Schizofrenie en antipsychotica: samenhang met het metabool syndroom
achtergrond De cardiovasculaire morbiditeit en mortaliteit bij patiënten met schizofrenie zijn hoger dan in de algemene populatie, doordat niet alleen de metabole bijwerkingen van antipsychotica het risico op cardiovasculaire ziekten (cvz) en de kans op diabetes mellitus type 2 (dm2) verhogen, maar ook de ziekte zelf. Om patiënten met hoog risico op cvz en dm2 te kunnen opsporen is het metabool syndroom gedefinieerd.
doel Komen tot een overzicht van de huidige inzichten in: de relatie tussen schizofrenie en het metabool syndroom, de invloed van het gebruik van antipsychotica op het ontstaan van het metabool syndroom en de mogelijke verschillen hierin tussen klassieke en atypische antipsychotica.
methode Literatuuronderzoek in PubMed en Medscape naar artikelen uit de periode 2000- juli 2008.

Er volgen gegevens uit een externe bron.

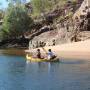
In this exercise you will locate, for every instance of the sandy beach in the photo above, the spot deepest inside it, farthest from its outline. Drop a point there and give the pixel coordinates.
(75, 50)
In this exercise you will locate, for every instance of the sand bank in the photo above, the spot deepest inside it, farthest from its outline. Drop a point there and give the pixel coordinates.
(76, 50)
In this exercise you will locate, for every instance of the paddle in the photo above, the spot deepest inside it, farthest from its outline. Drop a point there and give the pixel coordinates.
(44, 50)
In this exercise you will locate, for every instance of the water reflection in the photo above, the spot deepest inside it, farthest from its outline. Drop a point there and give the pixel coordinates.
(16, 74)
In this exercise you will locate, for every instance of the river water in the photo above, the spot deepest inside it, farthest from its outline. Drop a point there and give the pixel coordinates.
(16, 74)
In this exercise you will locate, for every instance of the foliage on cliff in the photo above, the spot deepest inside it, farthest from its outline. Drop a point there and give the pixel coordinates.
(16, 21)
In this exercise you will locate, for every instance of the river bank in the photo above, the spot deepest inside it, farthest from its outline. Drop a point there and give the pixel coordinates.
(75, 50)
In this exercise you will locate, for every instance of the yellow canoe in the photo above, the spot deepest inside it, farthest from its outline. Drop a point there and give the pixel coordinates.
(31, 59)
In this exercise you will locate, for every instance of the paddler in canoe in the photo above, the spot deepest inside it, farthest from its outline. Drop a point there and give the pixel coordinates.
(50, 54)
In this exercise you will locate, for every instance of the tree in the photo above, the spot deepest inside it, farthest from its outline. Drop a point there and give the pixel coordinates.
(16, 21)
(40, 6)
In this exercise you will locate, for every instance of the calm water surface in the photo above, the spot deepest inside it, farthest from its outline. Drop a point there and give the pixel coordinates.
(16, 74)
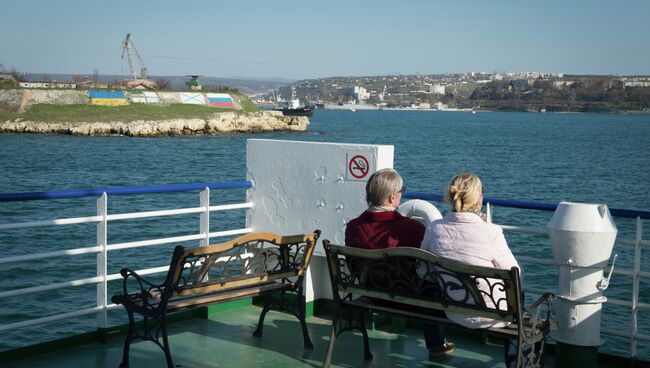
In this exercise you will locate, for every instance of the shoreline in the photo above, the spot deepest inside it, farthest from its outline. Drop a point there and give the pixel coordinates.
(219, 123)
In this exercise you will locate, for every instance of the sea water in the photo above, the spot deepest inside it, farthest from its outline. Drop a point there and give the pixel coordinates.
(519, 156)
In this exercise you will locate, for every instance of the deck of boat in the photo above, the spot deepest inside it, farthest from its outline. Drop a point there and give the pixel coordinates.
(225, 340)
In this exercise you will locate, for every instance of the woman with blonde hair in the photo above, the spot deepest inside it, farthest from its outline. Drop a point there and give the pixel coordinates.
(465, 236)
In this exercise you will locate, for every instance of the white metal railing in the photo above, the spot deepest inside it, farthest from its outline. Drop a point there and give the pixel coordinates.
(102, 247)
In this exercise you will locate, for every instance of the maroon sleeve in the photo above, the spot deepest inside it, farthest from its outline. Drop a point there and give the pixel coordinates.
(353, 234)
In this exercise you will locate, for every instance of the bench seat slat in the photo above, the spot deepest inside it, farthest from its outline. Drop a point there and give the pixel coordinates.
(224, 296)
(424, 303)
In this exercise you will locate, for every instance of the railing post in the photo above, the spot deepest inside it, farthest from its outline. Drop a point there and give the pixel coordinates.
(102, 240)
(635, 286)
(488, 212)
(204, 226)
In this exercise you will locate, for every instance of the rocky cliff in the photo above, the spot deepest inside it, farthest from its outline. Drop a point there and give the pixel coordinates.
(227, 122)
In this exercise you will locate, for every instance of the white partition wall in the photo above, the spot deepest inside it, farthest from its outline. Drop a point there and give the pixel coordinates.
(304, 186)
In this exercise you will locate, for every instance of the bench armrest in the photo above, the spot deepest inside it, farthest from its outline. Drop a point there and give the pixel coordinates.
(145, 299)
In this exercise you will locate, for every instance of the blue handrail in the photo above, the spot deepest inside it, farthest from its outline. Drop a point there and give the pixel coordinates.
(78, 193)
(526, 205)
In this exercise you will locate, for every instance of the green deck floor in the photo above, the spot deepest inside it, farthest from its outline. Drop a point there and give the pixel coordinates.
(225, 340)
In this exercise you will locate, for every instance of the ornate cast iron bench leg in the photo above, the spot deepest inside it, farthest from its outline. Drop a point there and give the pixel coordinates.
(260, 322)
(127, 341)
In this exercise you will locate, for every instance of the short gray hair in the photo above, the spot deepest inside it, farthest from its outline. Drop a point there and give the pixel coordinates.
(381, 185)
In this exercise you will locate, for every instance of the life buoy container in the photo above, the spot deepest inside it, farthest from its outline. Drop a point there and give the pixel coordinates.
(420, 210)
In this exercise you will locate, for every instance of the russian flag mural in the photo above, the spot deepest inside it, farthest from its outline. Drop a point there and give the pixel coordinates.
(220, 100)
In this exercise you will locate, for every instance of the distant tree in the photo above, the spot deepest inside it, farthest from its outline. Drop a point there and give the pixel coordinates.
(162, 83)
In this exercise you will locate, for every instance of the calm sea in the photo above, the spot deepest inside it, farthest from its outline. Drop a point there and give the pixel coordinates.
(519, 156)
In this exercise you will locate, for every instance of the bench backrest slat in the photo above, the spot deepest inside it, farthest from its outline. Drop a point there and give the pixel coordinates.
(248, 260)
(421, 279)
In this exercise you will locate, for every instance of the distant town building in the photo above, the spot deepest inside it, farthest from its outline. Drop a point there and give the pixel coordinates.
(361, 93)
(193, 83)
(438, 89)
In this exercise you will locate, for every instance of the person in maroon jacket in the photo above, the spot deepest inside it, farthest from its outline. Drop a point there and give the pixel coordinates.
(381, 226)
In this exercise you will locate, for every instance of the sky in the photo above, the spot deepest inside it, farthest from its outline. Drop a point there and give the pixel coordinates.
(311, 39)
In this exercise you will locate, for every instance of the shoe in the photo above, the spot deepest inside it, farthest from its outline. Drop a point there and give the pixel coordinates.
(444, 349)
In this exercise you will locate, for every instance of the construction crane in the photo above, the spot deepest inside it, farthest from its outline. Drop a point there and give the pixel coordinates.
(381, 95)
(128, 46)
(138, 80)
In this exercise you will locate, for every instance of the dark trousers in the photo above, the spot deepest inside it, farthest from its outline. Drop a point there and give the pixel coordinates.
(434, 336)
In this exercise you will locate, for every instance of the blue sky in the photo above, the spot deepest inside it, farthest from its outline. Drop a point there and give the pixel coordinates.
(310, 39)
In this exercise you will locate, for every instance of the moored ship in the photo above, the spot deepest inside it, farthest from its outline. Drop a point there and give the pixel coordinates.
(293, 106)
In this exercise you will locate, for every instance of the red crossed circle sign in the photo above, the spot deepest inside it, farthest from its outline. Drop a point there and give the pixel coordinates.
(358, 166)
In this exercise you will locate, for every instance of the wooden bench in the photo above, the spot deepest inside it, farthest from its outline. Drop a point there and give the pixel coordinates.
(413, 284)
(251, 265)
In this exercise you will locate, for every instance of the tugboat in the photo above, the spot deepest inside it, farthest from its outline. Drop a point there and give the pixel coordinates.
(293, 107)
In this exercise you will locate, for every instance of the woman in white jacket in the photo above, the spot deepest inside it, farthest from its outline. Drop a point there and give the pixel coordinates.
(463, 235)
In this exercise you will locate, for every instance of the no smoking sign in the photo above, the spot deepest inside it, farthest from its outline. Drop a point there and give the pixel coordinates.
(358, 167)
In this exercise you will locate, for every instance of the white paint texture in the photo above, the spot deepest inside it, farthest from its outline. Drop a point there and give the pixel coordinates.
(303, 186)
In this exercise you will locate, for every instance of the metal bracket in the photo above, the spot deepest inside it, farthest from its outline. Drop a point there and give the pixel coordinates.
(604, 283)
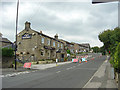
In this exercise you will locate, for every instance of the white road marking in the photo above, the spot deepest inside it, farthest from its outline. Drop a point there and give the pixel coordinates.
(73, 66)
(58, 71)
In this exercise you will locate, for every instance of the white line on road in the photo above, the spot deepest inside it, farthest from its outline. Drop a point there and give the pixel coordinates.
(73, 66)
(58, 71)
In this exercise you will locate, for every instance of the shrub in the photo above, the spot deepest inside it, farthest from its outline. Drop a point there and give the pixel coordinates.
(7, 52)
(116, 58)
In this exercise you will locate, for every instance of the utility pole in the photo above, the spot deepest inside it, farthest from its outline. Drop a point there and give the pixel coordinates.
(16, 35)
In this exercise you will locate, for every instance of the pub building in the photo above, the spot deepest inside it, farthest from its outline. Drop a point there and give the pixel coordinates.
(33, 45)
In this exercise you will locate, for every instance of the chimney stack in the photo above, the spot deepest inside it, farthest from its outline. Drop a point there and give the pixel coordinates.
(27, 25)
(56, 36)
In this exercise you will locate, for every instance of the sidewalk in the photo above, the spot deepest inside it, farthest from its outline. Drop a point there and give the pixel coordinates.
(6, 71)
(45, 66)
(103, 78)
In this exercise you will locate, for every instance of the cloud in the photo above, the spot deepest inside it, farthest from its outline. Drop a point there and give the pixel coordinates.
(73, 21)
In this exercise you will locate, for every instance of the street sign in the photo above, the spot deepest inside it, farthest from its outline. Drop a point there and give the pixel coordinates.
(74, 60)
(27, 65)
(83, 59)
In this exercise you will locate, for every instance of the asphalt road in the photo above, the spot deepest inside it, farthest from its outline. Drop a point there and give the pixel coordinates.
(73, 75)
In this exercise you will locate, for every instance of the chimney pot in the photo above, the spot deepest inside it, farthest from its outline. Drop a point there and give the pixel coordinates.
(27, 25)
(56, 36)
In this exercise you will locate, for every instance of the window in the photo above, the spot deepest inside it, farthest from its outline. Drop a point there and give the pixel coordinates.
(48, 42)
(58, 44)
(42, 53)
(54, 44)
(42, 40)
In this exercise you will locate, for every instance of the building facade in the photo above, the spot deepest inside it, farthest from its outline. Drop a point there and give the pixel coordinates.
(33, 45)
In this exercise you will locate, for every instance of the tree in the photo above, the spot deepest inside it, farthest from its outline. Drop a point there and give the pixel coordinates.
(110, 38)
(68, 51)
(96, 49)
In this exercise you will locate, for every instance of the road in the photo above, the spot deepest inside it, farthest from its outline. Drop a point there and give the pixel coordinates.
(72, 75)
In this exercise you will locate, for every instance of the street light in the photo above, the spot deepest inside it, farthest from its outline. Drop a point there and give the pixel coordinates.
(16, 35)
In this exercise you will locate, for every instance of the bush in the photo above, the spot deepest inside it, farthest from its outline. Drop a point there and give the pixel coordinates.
(116, 58)
(7, 52)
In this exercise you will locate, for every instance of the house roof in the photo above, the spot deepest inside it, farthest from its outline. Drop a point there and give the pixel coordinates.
(5, 40)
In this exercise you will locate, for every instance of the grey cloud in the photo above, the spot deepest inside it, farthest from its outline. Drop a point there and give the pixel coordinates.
(43, 18)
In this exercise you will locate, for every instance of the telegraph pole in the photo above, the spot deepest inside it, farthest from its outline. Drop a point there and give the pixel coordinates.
(16, 35)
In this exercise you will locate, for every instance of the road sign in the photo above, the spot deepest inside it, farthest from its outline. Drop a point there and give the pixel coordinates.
(74, 60)
(27, 65)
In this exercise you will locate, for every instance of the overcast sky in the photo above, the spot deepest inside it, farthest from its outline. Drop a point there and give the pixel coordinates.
(79, 22)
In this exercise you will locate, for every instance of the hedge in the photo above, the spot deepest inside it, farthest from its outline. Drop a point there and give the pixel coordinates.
(7, 52)
(115, 61)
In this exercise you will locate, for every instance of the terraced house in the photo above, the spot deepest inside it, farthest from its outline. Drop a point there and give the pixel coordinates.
(33, 45)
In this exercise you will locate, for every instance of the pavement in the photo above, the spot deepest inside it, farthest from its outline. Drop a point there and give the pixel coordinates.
(7, 71)
(103, 77)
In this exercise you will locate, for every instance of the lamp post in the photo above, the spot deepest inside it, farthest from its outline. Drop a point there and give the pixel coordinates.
(16, 35)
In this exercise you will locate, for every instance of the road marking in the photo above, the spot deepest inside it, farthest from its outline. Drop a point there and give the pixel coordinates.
(58, 71)
(2, 76)
(73, 66)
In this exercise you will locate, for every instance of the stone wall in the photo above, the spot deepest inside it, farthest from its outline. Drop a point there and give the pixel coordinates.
(7, 61)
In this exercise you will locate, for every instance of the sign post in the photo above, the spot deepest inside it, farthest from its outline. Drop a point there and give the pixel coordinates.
(27, 65)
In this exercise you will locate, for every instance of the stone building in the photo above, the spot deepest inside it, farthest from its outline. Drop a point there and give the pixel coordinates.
(85, 47)
(4, 42)
(33, 45)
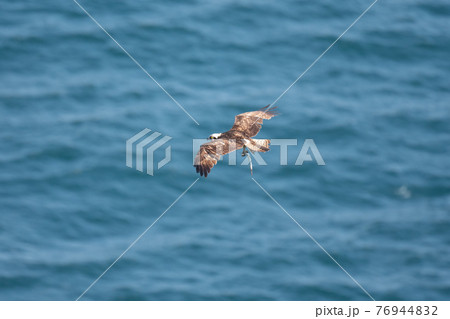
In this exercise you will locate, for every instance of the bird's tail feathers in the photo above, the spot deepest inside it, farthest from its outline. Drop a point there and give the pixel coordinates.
(258, 145)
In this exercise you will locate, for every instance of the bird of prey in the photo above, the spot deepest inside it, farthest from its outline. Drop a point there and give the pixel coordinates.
(246, 125)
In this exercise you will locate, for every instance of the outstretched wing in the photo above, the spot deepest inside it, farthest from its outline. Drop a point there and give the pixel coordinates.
(210, 153)
(250, 122)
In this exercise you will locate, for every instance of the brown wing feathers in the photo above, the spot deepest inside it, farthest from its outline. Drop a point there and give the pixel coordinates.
(248, 124)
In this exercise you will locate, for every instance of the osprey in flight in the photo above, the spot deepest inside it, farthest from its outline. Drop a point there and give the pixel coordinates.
(246, 125)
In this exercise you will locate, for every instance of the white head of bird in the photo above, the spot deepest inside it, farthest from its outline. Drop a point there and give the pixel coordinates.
(214, 136)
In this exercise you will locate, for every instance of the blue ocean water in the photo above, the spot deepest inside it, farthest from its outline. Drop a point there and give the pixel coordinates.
(376, 105)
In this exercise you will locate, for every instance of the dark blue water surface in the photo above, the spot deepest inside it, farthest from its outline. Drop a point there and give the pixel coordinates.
(376, 105)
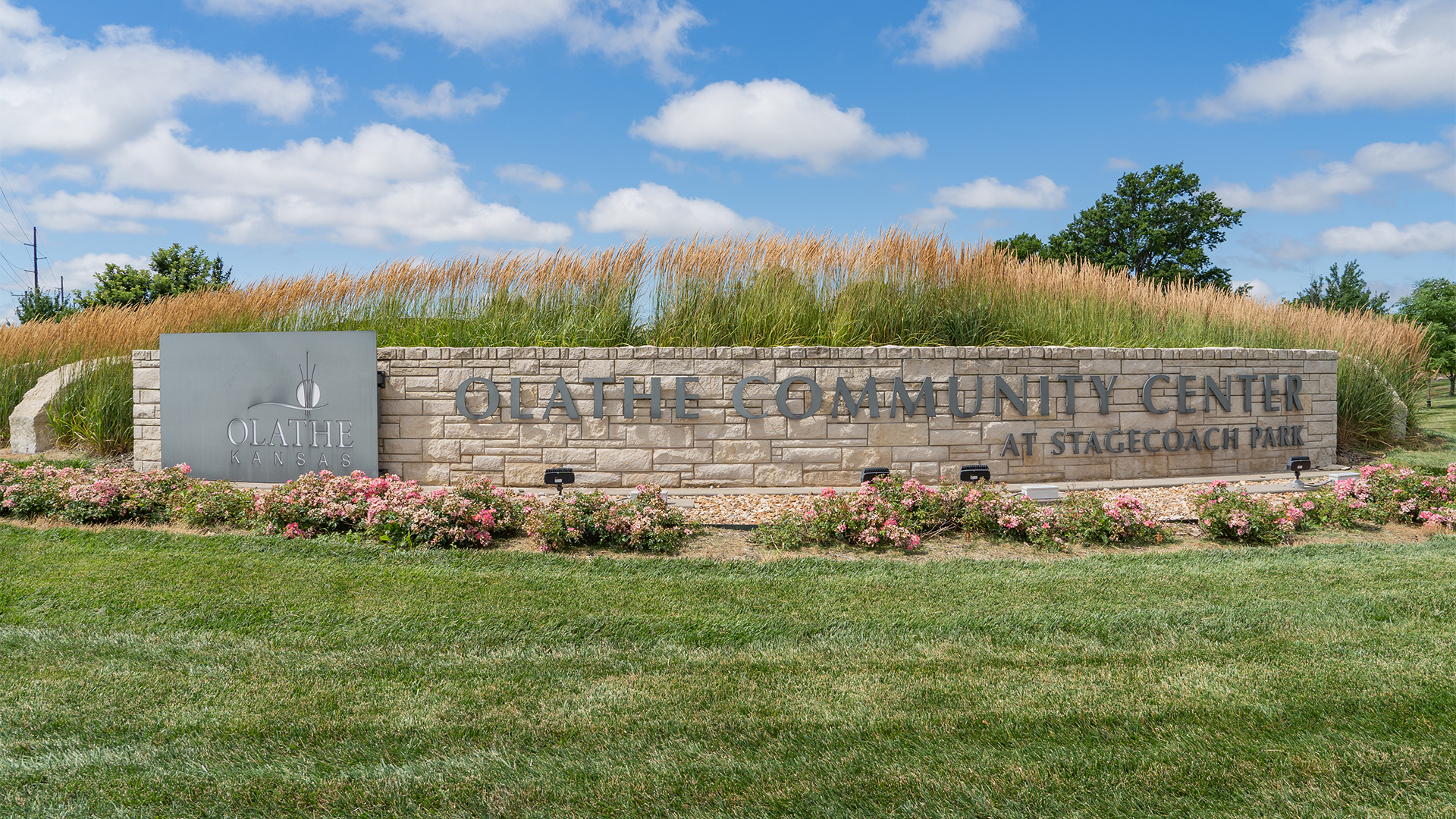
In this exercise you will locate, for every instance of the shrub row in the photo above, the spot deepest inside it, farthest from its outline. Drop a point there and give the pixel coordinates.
(386, 509)
(892, 512)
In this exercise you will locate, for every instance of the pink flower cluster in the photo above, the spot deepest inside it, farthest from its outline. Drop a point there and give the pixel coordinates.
(389, 509)
(89, 496)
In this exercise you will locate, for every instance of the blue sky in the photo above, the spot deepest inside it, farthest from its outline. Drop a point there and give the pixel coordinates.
(310, 134)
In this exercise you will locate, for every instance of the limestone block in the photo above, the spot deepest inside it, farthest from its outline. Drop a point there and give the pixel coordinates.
(740, 450)
(427, 474)
(778, 475)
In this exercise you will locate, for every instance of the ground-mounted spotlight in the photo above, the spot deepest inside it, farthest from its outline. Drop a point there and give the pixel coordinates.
(560, 479)
(871, 472)
(1299, 464)
(976, 472)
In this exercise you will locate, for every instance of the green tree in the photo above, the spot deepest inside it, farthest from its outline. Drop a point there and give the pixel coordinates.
(1343, 290)
(1433, 303)
(1022, 245)
(171, 271)
(1156, 226)
(38, 305)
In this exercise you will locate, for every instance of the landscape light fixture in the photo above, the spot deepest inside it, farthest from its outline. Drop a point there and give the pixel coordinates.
(976, 472)
(560, 479)
(1299, 464)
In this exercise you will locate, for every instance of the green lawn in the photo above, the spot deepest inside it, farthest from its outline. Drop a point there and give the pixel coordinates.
(145, 673)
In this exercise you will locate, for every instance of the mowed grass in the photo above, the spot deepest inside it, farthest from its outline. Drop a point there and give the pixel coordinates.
(145, 673)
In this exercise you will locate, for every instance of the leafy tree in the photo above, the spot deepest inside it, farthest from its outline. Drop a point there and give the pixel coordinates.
(172, 271)
(1156, 226)
(1343, 290)
(38, 305)
(1022, 245)
(1433, 303)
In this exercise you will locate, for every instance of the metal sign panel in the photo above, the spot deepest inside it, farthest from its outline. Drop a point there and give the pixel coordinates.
(267, 407)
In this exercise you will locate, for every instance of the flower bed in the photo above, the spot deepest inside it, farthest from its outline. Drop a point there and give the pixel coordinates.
(886, 513)
(893, 512)
(386, 509)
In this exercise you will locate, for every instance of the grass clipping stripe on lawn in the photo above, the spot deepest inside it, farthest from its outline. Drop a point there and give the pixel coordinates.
(168, 675)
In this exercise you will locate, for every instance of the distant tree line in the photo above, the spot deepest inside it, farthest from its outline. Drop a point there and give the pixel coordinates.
(171, 271)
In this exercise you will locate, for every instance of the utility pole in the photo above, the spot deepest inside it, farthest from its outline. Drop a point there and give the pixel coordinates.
(36, 259)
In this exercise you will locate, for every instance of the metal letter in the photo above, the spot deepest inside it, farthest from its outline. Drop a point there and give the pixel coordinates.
(561, 398)
(492, 400)
(596, 394)
(1248, 391)
(902, 400)
(854, 404)
(631, 397)
(1209, 431)
(1147, 395)
(956, 398)
(1270, 391)
(811, 406)
(1002, 388)
(1104, 394)
(1210, 390)
(1183, 394)
(737, 397)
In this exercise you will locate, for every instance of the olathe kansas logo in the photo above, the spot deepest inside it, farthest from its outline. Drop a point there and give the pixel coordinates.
(297, 442)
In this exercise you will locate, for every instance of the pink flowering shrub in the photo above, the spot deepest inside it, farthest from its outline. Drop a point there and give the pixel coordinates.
(1235, 515)
(389, 509)
(88, 496)
(212, 503)
(1122, 521)
(642, 523)
(865, 519)
(36, 488)
(120, 494)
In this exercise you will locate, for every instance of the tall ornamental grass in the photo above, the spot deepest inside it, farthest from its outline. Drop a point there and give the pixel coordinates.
(894, 287)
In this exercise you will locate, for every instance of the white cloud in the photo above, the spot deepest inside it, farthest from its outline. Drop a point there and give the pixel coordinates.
(67, 96)
(386, 183)
(622, 30)
(777, 120)
(1260, 289)
(954, 33)
(673, 165)
(530, 175)
(403, 102)
(80, 271)
(987, 193)
(1391, 55)
(658, 210)
(1324, 187)
(1386, 238)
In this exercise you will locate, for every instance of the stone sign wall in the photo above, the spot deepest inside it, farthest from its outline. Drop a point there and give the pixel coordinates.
(817, 416)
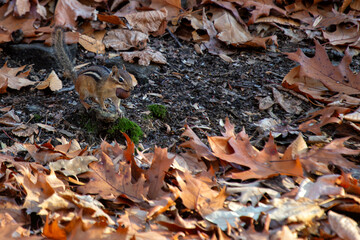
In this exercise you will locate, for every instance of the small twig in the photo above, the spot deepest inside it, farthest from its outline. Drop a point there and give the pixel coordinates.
(8, 135)
(174, 37)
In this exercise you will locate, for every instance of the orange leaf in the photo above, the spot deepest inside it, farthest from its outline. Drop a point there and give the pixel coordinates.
(53, 231)
(338, 78)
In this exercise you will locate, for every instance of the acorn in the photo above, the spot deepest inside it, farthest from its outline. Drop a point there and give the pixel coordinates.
(121, 93)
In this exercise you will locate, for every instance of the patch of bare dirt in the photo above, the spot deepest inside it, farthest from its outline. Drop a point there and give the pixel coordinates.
(198, 90)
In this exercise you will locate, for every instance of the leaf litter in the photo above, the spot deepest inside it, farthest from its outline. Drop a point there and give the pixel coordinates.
(212, 186)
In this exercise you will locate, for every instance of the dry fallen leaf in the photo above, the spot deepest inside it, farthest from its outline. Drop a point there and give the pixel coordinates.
(345, 227)
(145, 57)
(92, 44)
(53, 82)
(124, 39)
(338, 78)
(13, 78)
(148, 21)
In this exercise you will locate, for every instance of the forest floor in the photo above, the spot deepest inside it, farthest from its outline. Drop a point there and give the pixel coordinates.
(199, 90)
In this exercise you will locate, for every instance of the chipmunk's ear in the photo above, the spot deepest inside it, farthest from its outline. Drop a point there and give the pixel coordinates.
(114, 70)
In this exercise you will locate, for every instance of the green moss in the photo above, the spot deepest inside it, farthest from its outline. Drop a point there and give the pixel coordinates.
(91, 126)
(37, 117)
(158, 111)
(129, 127)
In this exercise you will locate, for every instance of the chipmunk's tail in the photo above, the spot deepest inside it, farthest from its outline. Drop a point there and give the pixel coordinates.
(62, 53)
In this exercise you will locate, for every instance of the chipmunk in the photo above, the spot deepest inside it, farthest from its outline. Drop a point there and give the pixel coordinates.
(96, 82)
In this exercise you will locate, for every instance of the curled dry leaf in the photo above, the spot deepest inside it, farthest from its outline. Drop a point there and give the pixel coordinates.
(338, 78)
(354, 116)
(229, 30)
(10, 119)
(53, 82)
(147, 22)
(66, 15)
(124, 39)
(345, 227)
(92, 44)
(13, 78)
(25, 130)
(145, 57)
(74, 166)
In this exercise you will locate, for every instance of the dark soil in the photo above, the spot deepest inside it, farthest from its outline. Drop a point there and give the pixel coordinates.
(197, 90)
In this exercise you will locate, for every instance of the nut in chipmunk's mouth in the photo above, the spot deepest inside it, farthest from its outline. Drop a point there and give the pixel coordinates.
(121, 93)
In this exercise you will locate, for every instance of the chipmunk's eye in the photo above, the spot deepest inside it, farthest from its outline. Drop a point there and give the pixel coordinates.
(120, 79)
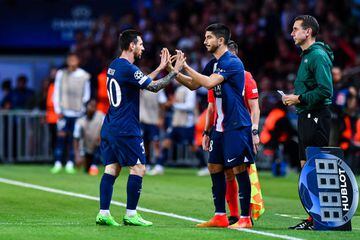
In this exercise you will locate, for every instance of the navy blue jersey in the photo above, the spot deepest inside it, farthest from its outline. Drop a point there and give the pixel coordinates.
(124, 81)
(229, 95)
(209, 68)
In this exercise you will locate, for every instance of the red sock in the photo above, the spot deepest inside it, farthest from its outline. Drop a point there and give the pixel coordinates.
(232, 197)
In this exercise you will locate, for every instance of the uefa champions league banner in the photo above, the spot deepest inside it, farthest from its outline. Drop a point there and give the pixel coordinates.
(328, 189)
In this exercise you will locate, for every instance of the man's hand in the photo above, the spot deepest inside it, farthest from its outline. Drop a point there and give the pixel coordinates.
(206, 142)
(256, 143)
(180, 61)
(290, 99)
(169, 66)
(165, 59)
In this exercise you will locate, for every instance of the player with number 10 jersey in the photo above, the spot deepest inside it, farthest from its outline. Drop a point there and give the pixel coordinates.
(121, 143)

resultaten Schizofrenie en antipsychoticagebruik bleken de prevalentie van het metabool syndroom te verhogen. Atypische antipsychotica bleken de sterkste invloed op het ontstaan van gewichtstoename en dyslipidemie te hebben, terwijl klassieke antipsychotica hier nauwelijks effect op hadden. Beide groepen antipsychotica bleken de kans op dm2 te verhogen.
conclusie Het metabool syndroom heeft een significante impact op de morbiditeit en de mortaliteit bij patiënten met schizofrenie, vanwege het toegenomen risico op het ontstaan van dm2 en cvz. Dit risico neemt verder toe bij gelijktijdig gebruik van antipsychotica. Tijdige screening bij deze patiënten en actieve monitoring kunnen het risico op cvz verlagen.